KU athletics director Sheahon Zenger appeared Wednesday on “The Program” with Soren Petro, in part to discuss the university’s new partnership with 810 WHB. But he also took time to reflect on the stadium project, saying he has looked forward to the massive task at hand since arriving in Lawrence in 2011.

“I don’t think there are words to describe just how big that is,” Zenger said on WHB of renovations for KU’s football facilities. “It’s something that just absolutely necessarily has to be done. When I got here a number of years ago, it was at the top of my priority list, and it has remained there ever since. What I didn’t realize when I came here ... was we also needed about seven other facilities before we could embark on that one, and we have been able to check those off.”

The outfits Zenger referenced include Rock Chalk Park — home to KU track, soccer and softball, as well as Jayhawk Tennis Center — KU golf’s Jayhawk Club, the DeBruce Center and McCarthy Hall.

Next, KU’s athletic department will count on donations to enable a Memorial Stadium facelift and build a new indoor practice facility for football.

“We are ready for this. This is our all-encompassing campaign. This is what it’s all about. The endowment association is on board with us. But at the same time, this is really the beginning,” Zenger said. “There’s a lot of work to be done between here and there. There’s a lot of boxes to be checked on campus and then the state to make sure we’re doing things the right way. And so I can’t say a whole lot beyond that, other than just it’s a time that I’ve waited for and this athletic department’s waited for and certainly the football program.”

Architect renderings of the project initially were expected to be unveiled sometime in September. But though a September reveal still remains in play, it’s now possible the designs might not reach the public eye until October, a KU official told the Journal-World.

On WHB, Zenger didn’t divulge much about how the stadium, which opened in 1921, will look different in the near future.

“I think it’s the best location in the country in terms of the view of campus and just the college feel,” Zenger said. “We’ll do everything in our power to honor that and protect that legacy.”

During a later segment on “The Program,” third-year KU football coach David Beaty also discussed what lies ahead for the near-century-old stadium.
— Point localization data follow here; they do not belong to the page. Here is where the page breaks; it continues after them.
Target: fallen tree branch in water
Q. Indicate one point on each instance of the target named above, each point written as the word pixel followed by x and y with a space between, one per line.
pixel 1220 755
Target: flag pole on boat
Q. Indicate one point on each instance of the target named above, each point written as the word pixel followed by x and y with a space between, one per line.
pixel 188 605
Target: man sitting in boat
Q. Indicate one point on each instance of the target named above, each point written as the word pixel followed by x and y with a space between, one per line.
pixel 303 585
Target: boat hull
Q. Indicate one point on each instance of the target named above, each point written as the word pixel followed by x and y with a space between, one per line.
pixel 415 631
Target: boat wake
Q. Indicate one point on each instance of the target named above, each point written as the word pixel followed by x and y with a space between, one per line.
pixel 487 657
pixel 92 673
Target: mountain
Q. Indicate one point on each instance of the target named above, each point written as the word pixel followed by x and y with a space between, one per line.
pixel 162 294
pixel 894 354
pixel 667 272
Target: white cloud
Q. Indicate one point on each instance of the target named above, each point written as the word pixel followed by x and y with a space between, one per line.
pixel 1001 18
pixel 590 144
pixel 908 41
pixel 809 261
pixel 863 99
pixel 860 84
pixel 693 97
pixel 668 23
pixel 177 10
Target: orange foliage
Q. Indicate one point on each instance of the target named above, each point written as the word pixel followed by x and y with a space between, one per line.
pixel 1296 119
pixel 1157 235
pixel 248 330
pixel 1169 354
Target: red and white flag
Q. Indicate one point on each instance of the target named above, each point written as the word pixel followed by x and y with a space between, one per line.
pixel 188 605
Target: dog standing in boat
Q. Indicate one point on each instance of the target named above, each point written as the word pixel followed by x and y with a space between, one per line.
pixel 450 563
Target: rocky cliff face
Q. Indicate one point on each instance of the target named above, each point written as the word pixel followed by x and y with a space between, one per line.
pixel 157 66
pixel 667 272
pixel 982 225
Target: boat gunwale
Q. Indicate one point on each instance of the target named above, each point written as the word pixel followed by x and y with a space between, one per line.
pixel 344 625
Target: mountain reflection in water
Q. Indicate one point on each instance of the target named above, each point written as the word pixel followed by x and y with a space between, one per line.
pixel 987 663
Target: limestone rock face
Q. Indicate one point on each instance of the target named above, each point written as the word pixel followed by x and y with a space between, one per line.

Beaty emphasized “first-class facilities” have become prevalent throughout FBS.

“It brings us up to speed with what true Power Five looks like,” Beaty said of the upcoming project. “We have a storied history, historical stadium right down here that’s beautiful. If they didn’t do a thing to it, it still would be one of the most beautiful settings in all of college football. However, it’s a new day and age, and even she needs to be touched up. We need to make sure we get that taken care of and make sure our fans have a terrific experience, because our players are going to benefit from that, as well.”

While Anderson Family Football Complex, home to KU’s football offices, locker room and weight room, has been updated during the past several years — Beaty described it as “second to none” — the coach wants Memorial Stadium to reach that level, too.

“Now it’s time to make sure that our fans have that same experience,” Beaty said.